Understanding your market and making decisions based on research, while also providing a unique element, is a winning combination for any startup.

Kitchens points out three essential components to building a successful brand:

  1. Create a strong team.
  2. Do as many partnerships as possible to create bigger campaigns.
  3. Be curious.

Establishing these things will strengthen a startup, especially one that is going through a pivot and requires extra wind in its sails.

Avoiding burnout

Jimmy Chen is the cofounder and CEO of Prizm Labs, the company that makes Playtable digital board game consoles. He says, “Passion matters. It’s what differentiates successful projects from those that fall by the wayside.” Chen’s love for board games and passion for his product are apparent from each pitch, demo and company milestone.
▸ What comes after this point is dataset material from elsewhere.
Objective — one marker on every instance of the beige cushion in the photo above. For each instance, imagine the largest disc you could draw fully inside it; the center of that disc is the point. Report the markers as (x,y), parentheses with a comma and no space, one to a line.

Playtable is one of the first table-top products to combine traditional board games, digital features and figurines, and it already has the support of major board game brands such as Hasbro, the maker of Monopoly. It also has the ability to incorporate Amiibo and Disney Universe figurines on the board and into the game. What most people don’t know is that Playtable was created by a team of four hardware engineers and Chen, none of whom had any experience in game design. Despite this shortfall, the team demonstrated resilience by learning and acquiring the knowledge they lacked.

From reading online about basic game development scripts to late-night discussions about how to best pitch their Playtable idea, Chen and his team have worked relentlessly since their inception in 2014 to create their first digital board game console.

“The real differentiator for the success of our product comes down to two things: timing and adaptability,” says Chen. Market research determined how receptive consumers would be and helped to indicate when to launch the product. The team’s versatility, driven by its passion, continues to play a big role in avoiding entrepreneurial burnouts. “We’re not just a team of engineers, we’re also the consumers,” says Chen. “We know and have that DNA of what gamers would love, want and crave.”

Pivot, aim and shoot

Change can be an intimidating prospect for most companies, and not all startups are able to withstand the transition. Pivots are useful, however, when startup momentum begins to stagnate. Taking a hard look at the demand, company vision and long-term strategy is beneficial for any company. As all of the featured startups exemplify, a strong, resilient and passionate team that does its market research will have the necessary components to make a good pivot, aim with purpose and shoot for success.

As Lee eloquently puts it, “You look at the trends, identify who you have to address and their immediate needs, see how you can grow the company at a steady pace with limited funds, and you just go for it.”